Chancellor Carter guaranteed that success in higher education would entail hard work, but he promised, “You’re going to have the greatest time of your life.”

Chemistry professor and associate dean of the College of Arts and Sciences Dr. Meredith Storms delivered the convocation address. She knows about succeeding at UNCP because she is a 1997 graduate.

“I am tangible evidence of what a UNCP degree can do for you,” Dr. Storms told the freshmen. “Welcome to the UNCP family. For me, it is a family because I am the daughter and wife of UNCP graduates. I bleed black and gold.

“You are truly entering a Brave New World,” she said. “When I was in your place, I lacked a lot of the confidence I needed for success. I cried for the first week of classes.

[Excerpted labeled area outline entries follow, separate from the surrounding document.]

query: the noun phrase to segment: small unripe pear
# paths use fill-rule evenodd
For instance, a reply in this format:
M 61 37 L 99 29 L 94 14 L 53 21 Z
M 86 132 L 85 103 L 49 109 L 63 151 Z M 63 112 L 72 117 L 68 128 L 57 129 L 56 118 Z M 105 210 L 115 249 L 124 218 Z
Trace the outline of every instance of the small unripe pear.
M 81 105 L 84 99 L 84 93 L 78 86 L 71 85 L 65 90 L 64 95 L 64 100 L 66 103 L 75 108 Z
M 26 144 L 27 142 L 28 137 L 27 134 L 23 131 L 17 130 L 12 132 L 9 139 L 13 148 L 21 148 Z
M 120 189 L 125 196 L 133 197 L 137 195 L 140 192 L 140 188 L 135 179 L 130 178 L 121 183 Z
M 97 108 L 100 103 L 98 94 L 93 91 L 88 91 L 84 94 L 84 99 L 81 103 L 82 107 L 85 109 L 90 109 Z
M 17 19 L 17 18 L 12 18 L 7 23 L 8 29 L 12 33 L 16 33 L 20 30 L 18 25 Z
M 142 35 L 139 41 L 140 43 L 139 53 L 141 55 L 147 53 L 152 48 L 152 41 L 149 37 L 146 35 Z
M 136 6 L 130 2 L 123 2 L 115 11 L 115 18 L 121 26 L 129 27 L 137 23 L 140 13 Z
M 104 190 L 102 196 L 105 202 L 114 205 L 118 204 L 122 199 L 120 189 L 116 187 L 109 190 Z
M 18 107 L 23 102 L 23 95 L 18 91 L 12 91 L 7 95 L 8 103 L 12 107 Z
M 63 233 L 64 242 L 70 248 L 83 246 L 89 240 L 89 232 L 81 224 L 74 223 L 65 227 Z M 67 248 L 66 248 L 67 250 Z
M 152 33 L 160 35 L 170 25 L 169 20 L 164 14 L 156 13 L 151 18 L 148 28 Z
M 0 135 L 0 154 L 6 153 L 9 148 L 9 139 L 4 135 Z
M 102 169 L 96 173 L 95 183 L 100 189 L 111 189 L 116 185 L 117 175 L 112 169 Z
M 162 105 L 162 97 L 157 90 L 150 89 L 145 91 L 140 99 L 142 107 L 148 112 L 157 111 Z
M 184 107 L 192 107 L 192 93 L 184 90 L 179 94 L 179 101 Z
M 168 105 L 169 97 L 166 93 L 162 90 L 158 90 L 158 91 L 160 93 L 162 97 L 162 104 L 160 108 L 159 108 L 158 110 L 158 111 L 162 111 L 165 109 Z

“My advice to you is to get up rather than give up and turn fear into ambition,” Dr. Storms said. “Sometimes you will not have the answer, but there are people on this campus who will help. In fact, that’s why we’re here.”


In his address, Chancellor Carter delivered an update on the current state of the university and plans for the future. His address repeated four familiar themes: fostering student success, becoming an institution of choice, reaching out to the region and the “new normal.”

This year, the new normal was first on the list because of new budget realities. “Last fall, I knew that we would be challenged by the current economy and would have to look for ways to do more with less,” he said. “But I had no idea that I would stand before you today and report that our state appropriation would be 15.5 percent less than last year.”

Despite help from the enrollment growth fund and tuition increases, the university budget was reduced by more than $7 million. “These reductions are daunting,” Chancellor Carter said. “There will be budget tightening across the campus.”

Because the university has kept a close watch on hiring, only three employees were lost due to budget cuts. Because more than three-quarters of UNCP students receive need-based financial aid, raising tuition before the start of the 2011-12 academic year was not feasible, he said.

In the face of the new normal, UNCP will continue to “celebrate our achievements and build community,” Dr. Carter said. “As difficult as the budget is, we cannot let it stop our progress or dampen our spirit.”

Chancellor Carter promised to continue the long-term planning process with a new campus master plan and a new strategic plan. The master plan includes a new library or information commons, new playing fields, more pedestrian walkways and greenways, a greater connection to the Town of Pembroke and preservation of the historical features of campus.

There will be no slowdown in the drive to increase student success either, he promised. Chancellor Carter announced a strategic reorganization of student support offices effective July 1. The offices for advisement, tutoring and other support functions will be consolidated in the D.F. Lowry Building.

Expectations are higher than ever in 2011-12, he said, and the university has already raised admission standards and the minimum GPA requirement for current students. “We hope that raised expectations will encourage students to be serious about their academics from day one,” Chancellor Carter said. “Faculty, please remind your students of this change during the first week of class.”   

Chancellor Carter pledged a new effort on branding that will project a consistent image and reflect the university’s core values. “Institutions of choice must differentiate themselves from other institutions through consistent and accurate messages that tell their story,” he said. “The brand is not only the visual imagery like Old Main and the athletic logo, but also the language used to describe themselves and what we promise. We have a great story to tell.”

Chancellor Carter said the university would seize every opportunity to engage with the region through continuing education, service to the military, partnership with the Town of Pembroke and promotion of service learning to incorporate civic engagement into the classroom.

In sum, Dr. Carter sought to part the clouds of uncertainty by encouraging adaptability, resiliency and creativity.

“We have a community spirit that many campuses can only aspire to achieve,” he said. “We need to work extra hard this year to protect and promote our climate of respect and appreciation for one another – regardless of outside pressure beyond our control.”